0
votes

I am having difficulty understanding the overflow flag.

Assume we are working with byte values. I understand that the range is -2^7 to 2^7 - 1 for signed byte values

So if we add decimal 120 with decimal 10 the overflow flag will be set, so will the sign flag, zero flag will be set to 0 and carry flag will also be 0.

This makes sense. However, if we try to overflow negative numbers by subtracting 1 from -127, the overflow flag doesn't set.

I think the problem results in me being confused about how negative numbers are supposed to be added. Can someone help me out with this? Thank you

1
But -127 - 1 doesn't overflow...Oliver Charlesworth
Shouldn't it though? The result should be -128?Jason
-128, indeed. And that's in-range.Oliver Charlesworth
If we subtracting (byte value) 1 - 127 the overflow flag should be set! Check: mov al, 1 sub al, -127GJ.
a signed n-bit data has range from -2^(n-1) to 2^(n-1)-1phuclv

1 Answers

2
votes

Even better lets use 4 bit values. Signed overflow is when the carry in and carry out of the msbit dont match...There is no such thing as an unsigned vs signed addition, the hardware doesnt know. What is signed vs signed is the overflow, carry out which becomes the carry flag is an unsigned overflow. Signed overflow is just called the overflow flag sometimes.

So four bit makes this easier to see, it all scales up the same to as many bit columns as you can tolerate (infinite). So four bits unsigned we can represent the numbers 0 to 15, signed we can go from -8 to +7. If we were to say add the unsigned values 9 + 7 that should give us an unsigned overflow since we cant represent 16.

 1111
  1001
+ 0111
=======
  0000

And it does the result is 0 with a carry out which means signed overflow, but we can use the exact same addition to do a signed add -7 (1001) and + 7 (0111)

 1111
  1001
+ 0111
=======
  0000

which gives us a zero the correct answer, the carry in and carry out of the msbit are both 1 so they match so there is no signed overflow, as we know because we can represent zero in our 4 bit numbering system.

 xy11
  1001
+ 0111
=======
  0000

y is the carry in, x is the carry out.

So we can pick two numbers that go the other way, the signed values -7 + -7 = -14 which we cannot represent with 4 bits

 1001
  1001
+ 1001
=======
  0010

so we get a 2 with a signed overflow. The carry in and carry out of the msbit do not match, so that would assert the overflow flag in your processor status register (for architectures/processors that have an overflow flag).

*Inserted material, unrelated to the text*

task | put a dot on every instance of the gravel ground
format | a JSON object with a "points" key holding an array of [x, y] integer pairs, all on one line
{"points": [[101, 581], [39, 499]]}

So -127 + (-1)

 11111111
  10000001
+ 11111111
==========
  10000000

-127 - 1 = -128 which is a valid number in an 8 bit signed system. the carry out and carry in of the msbit are both a 1 so the overflow flag will not be set.

Subtraction is as simple. This is the beauty of twos complement, we dont have nor need subtract logic. a - b = a + (-b) and we know that with twos complement to negate a number you "invert and add one". What we do in hardware is feed an add with the second operand inverted and we add one by making the carry in of the lsbit a one. So if we used a subtract operation and did -127 - 1 that means invert the 1 and set the carry in

 111111111   the carry in of the first column is set
  10000001
+ 11111110   1 inverted
==========
  10000000

Subtle but important difference. The carry out bit (msb column) then becomes a borrow, a one means there was no borrow a zero means there was a borrow. The carry in and carry out of the msbit work the same as far as signed overflow goes.